March 26, 2009
Brett Ratner: Mini Media Mogul
My old friend Brett Ratner is in the news yet again.
Only this time, it’s not as the “billion-dollar director” or “Hollywood playboy” we’ve come to know so well; it’s for something entirely different, something very un-Ratner like.
Which is a surprising choice for the rabble-rouser, because, for one who notoriously revels in notoriety, book publishing is about as controversial as vanilla ice cream. So we’re left to wonder: Is Hollywood’s most controversial young talent becoming a culture preservationist?
If you read my October 2008 profile of him, you’ll discover that’s exactly the kind of thing Ratner would do. Because as much as he is the “Popcorn King,” revered for his kind of lowbrow, high-grossing adventure flicks, and at the same time, vilified as the industry’s most shameless under-40 lothario, Ratner is every bit the culture cognescenti who would fund a coffee table book that he would buy himself.

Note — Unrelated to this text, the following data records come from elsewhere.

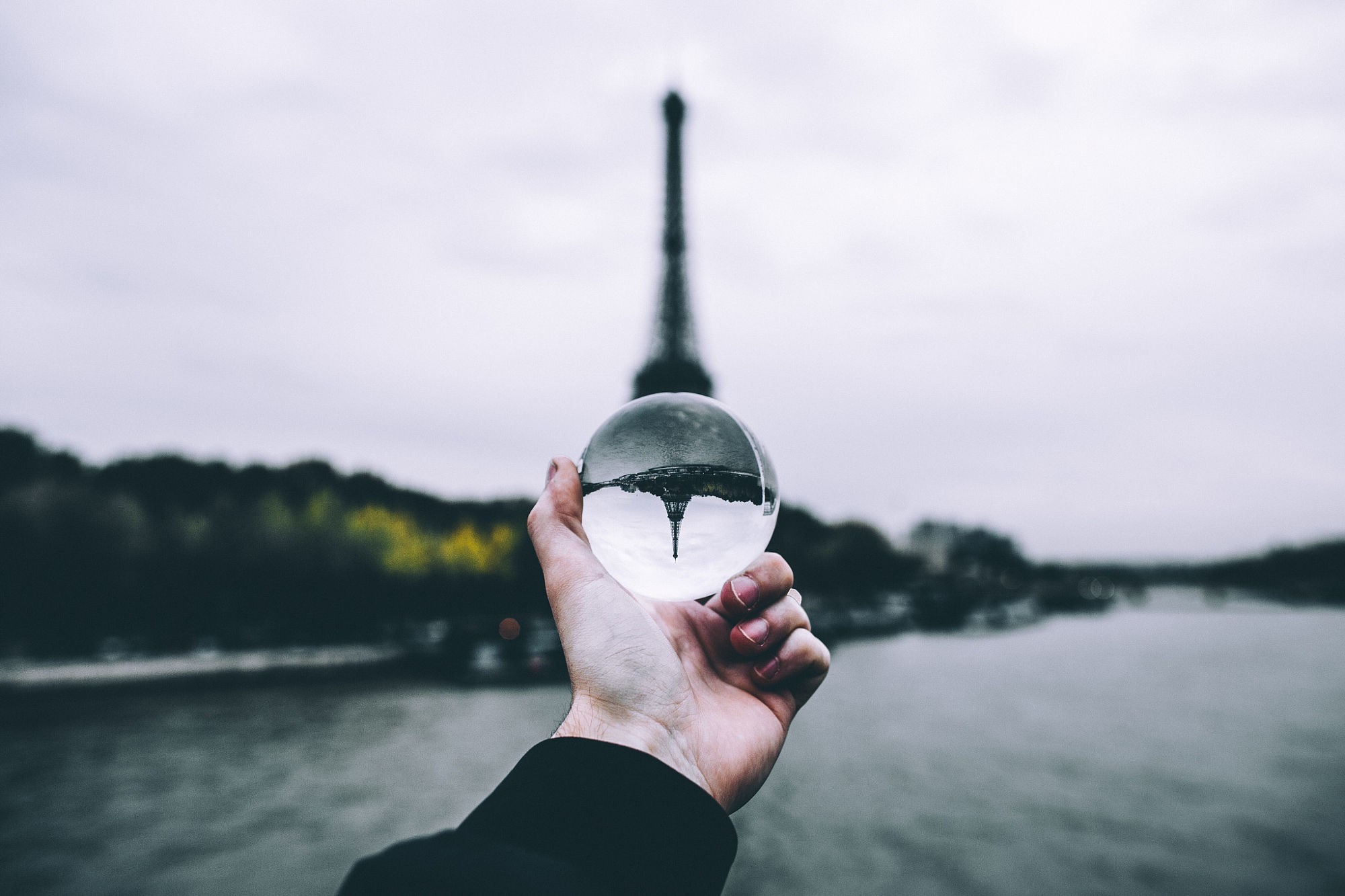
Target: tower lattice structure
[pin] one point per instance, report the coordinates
(675, 364)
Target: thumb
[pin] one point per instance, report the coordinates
(558, 532)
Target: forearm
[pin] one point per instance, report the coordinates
(575, 815)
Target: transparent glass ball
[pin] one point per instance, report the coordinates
(679, 495)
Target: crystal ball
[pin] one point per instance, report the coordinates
(679, 495)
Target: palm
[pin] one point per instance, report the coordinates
(677, 673)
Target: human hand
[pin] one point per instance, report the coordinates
(711, 689)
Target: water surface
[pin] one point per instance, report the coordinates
(1153, 751)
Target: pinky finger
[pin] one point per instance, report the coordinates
(801, 663)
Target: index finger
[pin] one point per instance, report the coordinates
(763, 583)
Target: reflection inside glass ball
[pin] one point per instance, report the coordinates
(679, 495)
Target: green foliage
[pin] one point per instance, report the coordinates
(165, 552)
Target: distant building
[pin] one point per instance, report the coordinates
(934, 542)
(675, 364)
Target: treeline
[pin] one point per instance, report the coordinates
(1307, 575)
(166, 553)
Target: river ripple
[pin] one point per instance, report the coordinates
(1169, 749)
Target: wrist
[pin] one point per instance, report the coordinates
(627, 728)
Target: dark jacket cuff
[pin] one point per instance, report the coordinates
(618, 813)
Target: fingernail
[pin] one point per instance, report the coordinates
(755, 630)
(746, 591)
(770, 669)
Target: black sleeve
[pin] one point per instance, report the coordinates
(575, 817)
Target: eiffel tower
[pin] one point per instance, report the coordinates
(675, 364)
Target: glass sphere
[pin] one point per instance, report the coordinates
(679, 495)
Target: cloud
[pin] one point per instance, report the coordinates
(1073, 272)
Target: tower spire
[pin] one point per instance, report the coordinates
(673, 364)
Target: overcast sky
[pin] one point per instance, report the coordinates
(1073, 271)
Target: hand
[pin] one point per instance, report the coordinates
(711, 689)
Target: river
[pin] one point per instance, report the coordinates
(1163, 749)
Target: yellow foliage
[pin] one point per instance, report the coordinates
(407, 549)
(469, 551)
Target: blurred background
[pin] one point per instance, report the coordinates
(1039, 311)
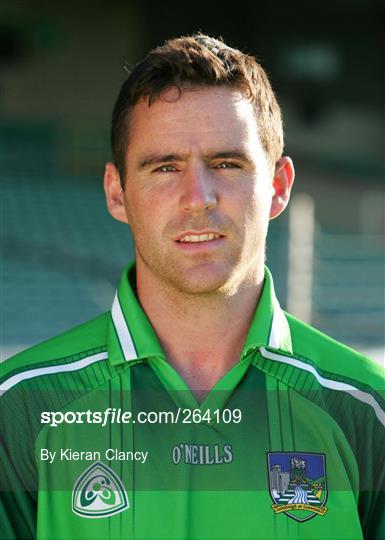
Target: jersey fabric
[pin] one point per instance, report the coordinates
(288, 444)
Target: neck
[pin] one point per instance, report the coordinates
(202, 335)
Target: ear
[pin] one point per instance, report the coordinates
(282, 184)
(114, 193)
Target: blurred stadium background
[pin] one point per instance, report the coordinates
(61, 66)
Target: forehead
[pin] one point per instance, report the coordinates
(197, 116)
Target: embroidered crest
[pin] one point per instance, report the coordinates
(298, 484)
(98, 492)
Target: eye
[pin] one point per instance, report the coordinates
(165, 168)
(226, 165)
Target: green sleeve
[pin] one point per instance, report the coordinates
(17, 470)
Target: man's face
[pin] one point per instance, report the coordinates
(198, 190)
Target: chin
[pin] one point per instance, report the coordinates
(201, 281)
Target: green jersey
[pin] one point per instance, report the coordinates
(104, 440)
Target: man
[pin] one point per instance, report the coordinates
(240, 421)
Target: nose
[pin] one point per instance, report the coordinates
(198, 191)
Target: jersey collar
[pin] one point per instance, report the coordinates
(131, 337)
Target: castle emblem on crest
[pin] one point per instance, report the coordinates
(298, 484)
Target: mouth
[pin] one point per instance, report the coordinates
(192, 238)
(199, 242)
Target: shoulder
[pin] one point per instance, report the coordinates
(332, 357)
(74, 345)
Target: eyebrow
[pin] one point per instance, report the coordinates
(154, 159)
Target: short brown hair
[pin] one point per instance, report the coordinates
(197, 60)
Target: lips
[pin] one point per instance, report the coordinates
(198, 237)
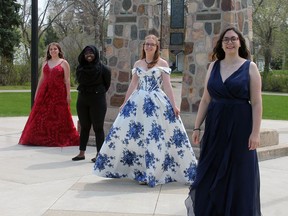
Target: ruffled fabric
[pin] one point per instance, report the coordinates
(50, 122)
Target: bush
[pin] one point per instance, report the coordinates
(275, 82)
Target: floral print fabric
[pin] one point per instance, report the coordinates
(147, 142)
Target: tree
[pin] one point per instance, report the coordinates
(269, 18)
(9, 23)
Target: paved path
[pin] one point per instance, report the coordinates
(43, 181)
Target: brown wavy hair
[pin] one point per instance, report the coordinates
(157, 52)
(60, 54)
(243, 51)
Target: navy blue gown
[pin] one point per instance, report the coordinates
(227, 180)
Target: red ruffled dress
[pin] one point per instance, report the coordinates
(50, 122)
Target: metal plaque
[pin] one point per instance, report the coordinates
(177, 14)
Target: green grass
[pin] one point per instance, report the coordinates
(275, 107)
(18, 104)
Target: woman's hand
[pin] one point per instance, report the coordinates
(196, 136)
(68, 99)
(254, 141)
(176, 111)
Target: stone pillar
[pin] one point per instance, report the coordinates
(204, 23)
(130, 21)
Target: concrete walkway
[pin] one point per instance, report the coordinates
(43, 181)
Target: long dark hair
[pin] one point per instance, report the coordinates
(243, 51)
(156, 54)
(60, 54)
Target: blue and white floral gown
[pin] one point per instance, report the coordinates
(147, 142)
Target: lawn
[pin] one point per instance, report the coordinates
(18, 104)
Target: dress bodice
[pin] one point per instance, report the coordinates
(55, 73)
(236, 86)
(150, 80)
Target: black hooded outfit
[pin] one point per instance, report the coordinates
(94, 80)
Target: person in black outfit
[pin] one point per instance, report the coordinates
(94, 80)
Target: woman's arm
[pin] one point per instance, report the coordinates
(202, 110)
(132, 86)
(66, 68)
(167, 87)
(40, 80)
(256, 103)
(106, 77)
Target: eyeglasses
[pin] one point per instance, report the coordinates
(148, 44)
(232, 39)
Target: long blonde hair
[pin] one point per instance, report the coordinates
(157, 52)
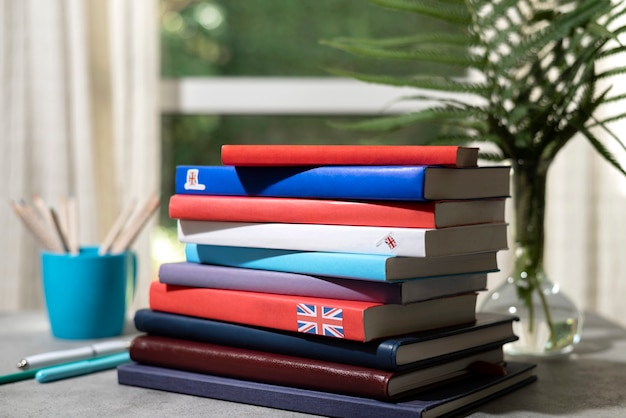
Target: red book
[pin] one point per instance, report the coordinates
(335, 318)
(299, 155)
(436, 214)
(301, 372)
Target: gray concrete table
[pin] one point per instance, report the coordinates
(590, 383)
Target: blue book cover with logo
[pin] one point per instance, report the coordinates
(407, 183)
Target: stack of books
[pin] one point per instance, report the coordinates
(333, 280)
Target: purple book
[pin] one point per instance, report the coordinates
(455, 396)
(268, 281)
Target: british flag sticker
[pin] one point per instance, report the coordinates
(192, 182)
(320, 320)
(389, 241)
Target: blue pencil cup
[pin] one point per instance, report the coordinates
(87, 294)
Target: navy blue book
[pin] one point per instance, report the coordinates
(393, 354)
(452, 397)
(412, 183)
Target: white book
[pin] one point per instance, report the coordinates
(405, 242)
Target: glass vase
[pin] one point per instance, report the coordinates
(550, 323)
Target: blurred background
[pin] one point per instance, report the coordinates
(101, 99)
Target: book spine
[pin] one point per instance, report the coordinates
(290, 155)
(405, 242)
(288, 313)
(259, 366)
(350, 266)
(374, 355)
(408, 242)
(307, 211)
(261, 394)
(400, 183)
(264, 281)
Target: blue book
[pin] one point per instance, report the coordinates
(453, 397)
(412, 183)
(345, 265)
(393, 354)
(268, 281)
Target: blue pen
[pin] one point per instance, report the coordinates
(78, 368)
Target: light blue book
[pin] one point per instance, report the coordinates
(345, 265)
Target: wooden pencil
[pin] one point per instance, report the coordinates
(135, 225)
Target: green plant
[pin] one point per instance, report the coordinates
(536, 77)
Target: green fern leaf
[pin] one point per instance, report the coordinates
(455, 12)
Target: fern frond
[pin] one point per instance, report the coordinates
(459, 58)
(455, 12)
(437, 115)
(443, 84)
(562, 26)
(438, 38)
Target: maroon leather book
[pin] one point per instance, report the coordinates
(298, 371)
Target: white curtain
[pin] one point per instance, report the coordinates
(79, 116)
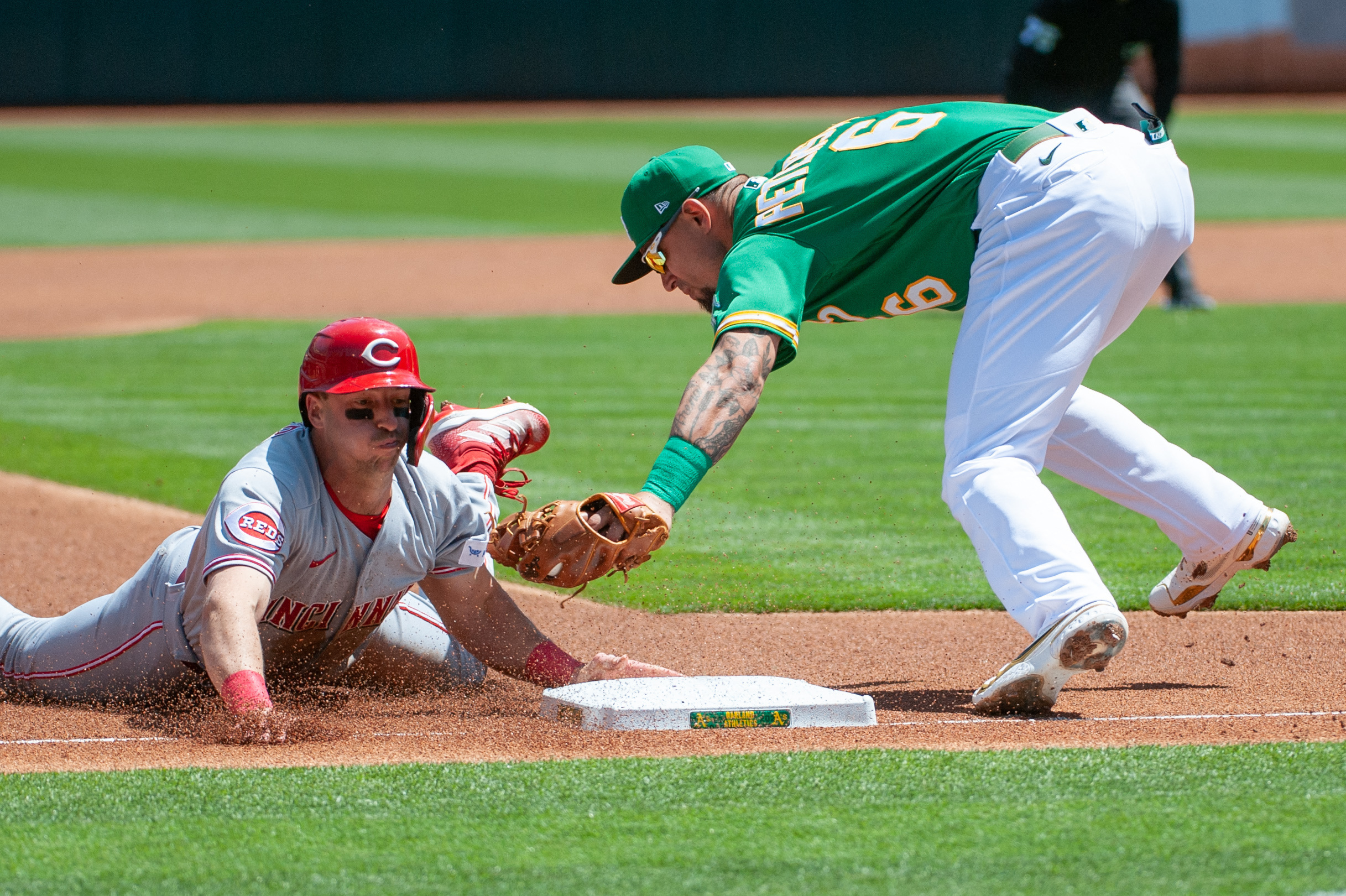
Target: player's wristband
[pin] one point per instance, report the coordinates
(246, 691)
(550, 666)
(679, 468)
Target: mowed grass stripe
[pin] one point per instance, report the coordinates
(272, 181)
(1188, 820)
(831, 499)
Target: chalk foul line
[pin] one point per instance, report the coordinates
(1019, 720)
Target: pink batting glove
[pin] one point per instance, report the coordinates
(606, 668)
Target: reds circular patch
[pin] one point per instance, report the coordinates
(258, 525)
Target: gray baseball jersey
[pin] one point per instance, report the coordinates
(334, 590)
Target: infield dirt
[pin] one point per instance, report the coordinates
(1216, 677)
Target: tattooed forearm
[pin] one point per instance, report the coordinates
(724, 392)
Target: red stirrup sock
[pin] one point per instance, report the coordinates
(246, 691)
(550, 666)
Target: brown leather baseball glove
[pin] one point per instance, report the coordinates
(572, 543)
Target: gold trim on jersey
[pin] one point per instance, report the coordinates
(764, 319)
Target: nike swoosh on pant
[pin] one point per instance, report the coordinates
(320, 562)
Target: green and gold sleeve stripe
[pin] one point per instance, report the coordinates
(765, 319)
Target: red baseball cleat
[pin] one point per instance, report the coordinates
(486, 440)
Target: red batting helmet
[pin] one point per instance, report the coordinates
(367, 353)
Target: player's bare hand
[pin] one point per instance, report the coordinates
(606, 666)
(661, 508)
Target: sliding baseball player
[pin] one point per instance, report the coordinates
(306, 565)
(1049, 232)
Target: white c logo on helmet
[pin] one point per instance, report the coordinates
(369, 353)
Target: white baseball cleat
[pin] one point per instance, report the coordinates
(1030, 684)
(1196, 586)
(507, 431)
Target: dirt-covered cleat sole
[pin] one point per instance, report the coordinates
(1030, 684)
(1196, 586)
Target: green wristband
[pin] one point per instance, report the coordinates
(677, 471)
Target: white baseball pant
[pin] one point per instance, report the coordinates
(1068, 256)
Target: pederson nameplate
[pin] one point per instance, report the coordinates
(742, 719)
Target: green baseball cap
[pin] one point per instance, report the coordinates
(658, 193)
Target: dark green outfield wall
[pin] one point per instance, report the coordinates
(165, 51)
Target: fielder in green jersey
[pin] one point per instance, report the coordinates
(872, 218)
(1049, 232)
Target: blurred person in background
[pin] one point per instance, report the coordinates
(1081, 53)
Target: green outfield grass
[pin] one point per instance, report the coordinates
(831, 499)
(109, 184)
(1192, 820)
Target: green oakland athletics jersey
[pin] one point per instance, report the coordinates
(872, 218)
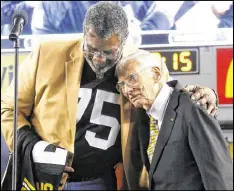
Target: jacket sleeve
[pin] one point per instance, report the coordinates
(26, 92)
(210, 150)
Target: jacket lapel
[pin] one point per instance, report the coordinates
(143, 126)
(166, 129)
(73, 73)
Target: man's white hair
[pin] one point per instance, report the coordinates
(145, 59)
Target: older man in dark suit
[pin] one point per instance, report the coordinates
(180, 144)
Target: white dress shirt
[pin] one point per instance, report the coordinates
(159, 106)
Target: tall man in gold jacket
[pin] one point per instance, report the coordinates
(64, 91)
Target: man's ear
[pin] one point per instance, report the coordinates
(157, 73)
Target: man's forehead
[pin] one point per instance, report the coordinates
(131, 66)
(97, 42)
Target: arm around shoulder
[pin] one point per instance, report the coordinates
(210, 150)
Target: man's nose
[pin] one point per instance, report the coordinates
(127, 89)
(99, 58)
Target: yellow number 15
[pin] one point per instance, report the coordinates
(182, 58)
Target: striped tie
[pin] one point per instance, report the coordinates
(154, 131)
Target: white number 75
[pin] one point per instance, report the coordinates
(98, 118)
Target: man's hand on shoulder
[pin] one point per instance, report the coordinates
(204, 96)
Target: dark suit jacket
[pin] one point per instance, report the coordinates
(190, 152)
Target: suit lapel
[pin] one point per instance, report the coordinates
(165, 131)
(73, 73)
(143, 126)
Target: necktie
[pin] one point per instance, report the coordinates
(154, 131)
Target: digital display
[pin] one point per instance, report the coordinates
(179, 61)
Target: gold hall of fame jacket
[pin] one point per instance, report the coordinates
(49, 82)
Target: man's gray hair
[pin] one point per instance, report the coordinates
(107, 18)
(146, 59)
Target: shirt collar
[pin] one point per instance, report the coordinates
(160, 103)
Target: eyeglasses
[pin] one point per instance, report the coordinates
(131, 81)
(110, 54)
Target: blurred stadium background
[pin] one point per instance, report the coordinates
(194, 37)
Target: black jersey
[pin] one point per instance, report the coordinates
(97, 141)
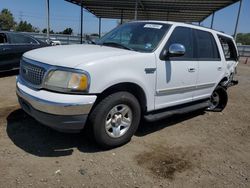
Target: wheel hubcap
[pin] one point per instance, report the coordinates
(118, 121)
(214, 101)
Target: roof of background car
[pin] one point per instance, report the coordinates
(186, 25)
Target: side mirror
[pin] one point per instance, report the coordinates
(175, 50)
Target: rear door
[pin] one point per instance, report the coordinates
(176, 76)
(211, 67)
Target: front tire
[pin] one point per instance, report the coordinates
(115, 119)
(218, 100)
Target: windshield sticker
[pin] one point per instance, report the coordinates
(153, 26)
(148, 45)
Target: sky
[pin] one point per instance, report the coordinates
(64, 14)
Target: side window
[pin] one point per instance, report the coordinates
(3, 38)
(21, 39)
(184, 36)
(123, 36)
(229, 48)
(206, 46)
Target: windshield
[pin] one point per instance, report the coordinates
(137, 36)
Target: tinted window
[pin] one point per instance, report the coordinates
(228, 47)
(184, 36)
(21, 39)
(206, 46)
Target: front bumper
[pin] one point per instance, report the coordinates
(62, 112)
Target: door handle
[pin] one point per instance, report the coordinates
(219, 68)
(191, 69)
(4, 49)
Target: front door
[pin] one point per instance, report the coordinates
(176, 76)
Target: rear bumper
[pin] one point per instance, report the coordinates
(62, 112)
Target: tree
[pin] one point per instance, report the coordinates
(45, 31)
(24, 26)
(6, 20)
(243, 38)
(68, 31)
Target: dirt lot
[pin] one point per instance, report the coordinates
(194, 150)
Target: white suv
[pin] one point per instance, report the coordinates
(146, 69)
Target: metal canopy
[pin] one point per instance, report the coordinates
(171, 10)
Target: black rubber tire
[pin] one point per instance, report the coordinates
(223, 98)
(98, 116)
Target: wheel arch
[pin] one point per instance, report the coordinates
(130, 87)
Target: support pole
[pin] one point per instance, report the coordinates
(121, 22)
(100, 27)
(212, 21)
(81, 22)
(136, 9)
(48, 20)
(237, 21)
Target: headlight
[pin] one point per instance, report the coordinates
(65, 81)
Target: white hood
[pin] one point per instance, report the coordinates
(74, 55)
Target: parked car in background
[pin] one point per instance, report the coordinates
(147, 69)
(12, 47)
(53, 42)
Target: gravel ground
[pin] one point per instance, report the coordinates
(201, 149)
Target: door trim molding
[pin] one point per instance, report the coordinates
(185, 89)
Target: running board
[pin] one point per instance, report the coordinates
(176, 111)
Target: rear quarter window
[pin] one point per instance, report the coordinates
(229, 49)
(207, 49)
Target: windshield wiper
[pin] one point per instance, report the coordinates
(118, 45)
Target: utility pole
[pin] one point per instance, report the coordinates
(212, 21)
(237, 21)
(81, 21)
(48, 20)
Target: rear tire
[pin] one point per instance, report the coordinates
(218, 100)
(115, 119)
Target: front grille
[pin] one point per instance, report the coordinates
(31, 73)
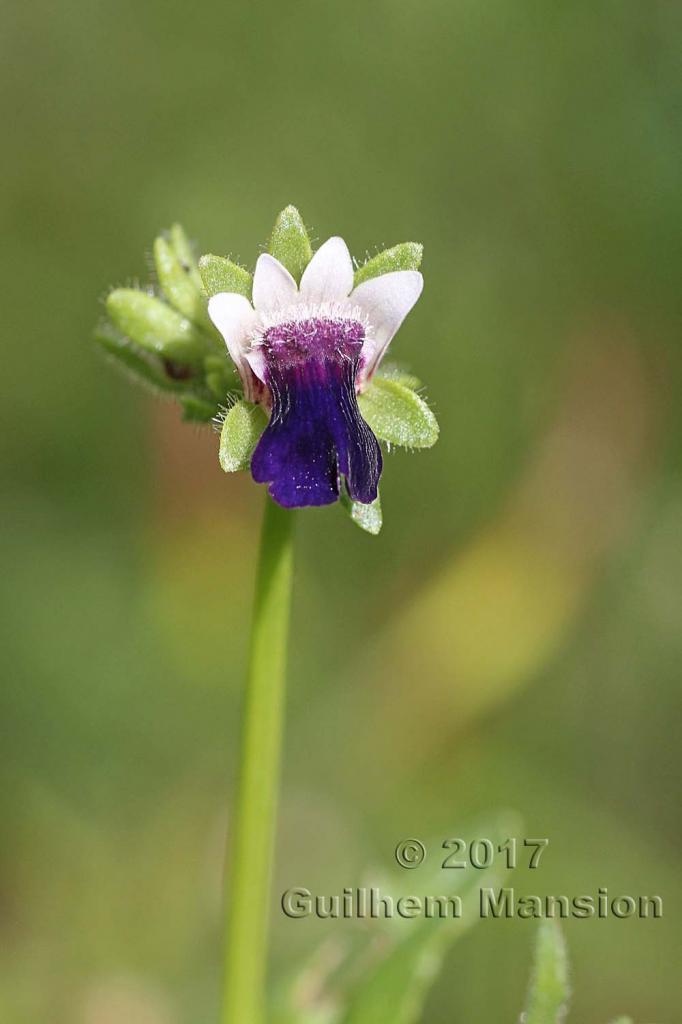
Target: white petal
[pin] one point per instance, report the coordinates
(272, 285)
(233, 316)
(386, 300)
(329, 275)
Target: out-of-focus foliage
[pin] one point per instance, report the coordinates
(514, 636)
(548, 996)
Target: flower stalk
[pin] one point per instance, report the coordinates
(252, 834)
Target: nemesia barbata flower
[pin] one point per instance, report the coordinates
(290, 363)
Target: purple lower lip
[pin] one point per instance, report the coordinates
(315, 434)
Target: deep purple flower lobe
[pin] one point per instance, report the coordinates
(315, 434)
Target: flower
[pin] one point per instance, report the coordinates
(305, 352)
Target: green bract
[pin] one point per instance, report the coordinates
(407, 256)
(368, 517)
(164, 338)
(397, 415)
(180, 283)
(242, 428)
(290, 243)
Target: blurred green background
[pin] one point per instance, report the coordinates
(514, 637)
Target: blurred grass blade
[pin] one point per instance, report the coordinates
(197, 409)
(394, 372)
(155, 326)
(242, 428)
(185, 253)
(397, 415)
(178, 284)
(548, 995)
(407, 256)
(219, 274)
(290, 243)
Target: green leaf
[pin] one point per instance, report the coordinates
(368, 517)
(394, 372)
(144, 368)
(178, 286)
(219, 274)
(397, 415)
(407, 256)
(242, 428)
(290, 243)
(154, 326)
(549, 991)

As I remember, his dazzling collection of art books immediately caught my attention when I visited his home last summer:
Ratner’s friend, L.A. Times columnist Patrick Goldstein (whom Ratner was mad at after Goldstein wrote about my profile) reported earlier today about the director’s latest endeavor—aptly titled, “Rat Press.” The venture is not entirely new. In 2003, Ratner published “Hillhaven Lodge: The Photo Booth Pictures,” a collection of celebrity picture-strips taken in his private booth during parties. The book reads like a who’s who of young Hollywood, from Leonardo DiCaprio to Justin Timberlake to Penelope Cruz—and for political parity, Chelsea Clinton. And last year, Ratner published a collection of actor Scott Caan’s photography.
Goldstein seems quite taken with the Brando book, but you’ll have to read his blog for that bit.
There’s no question Ratner loves movies—making them, watching them, and now, cataloging them for posterity. But Ratner also loves himself, and this move signifies his foray into mini-moguldom.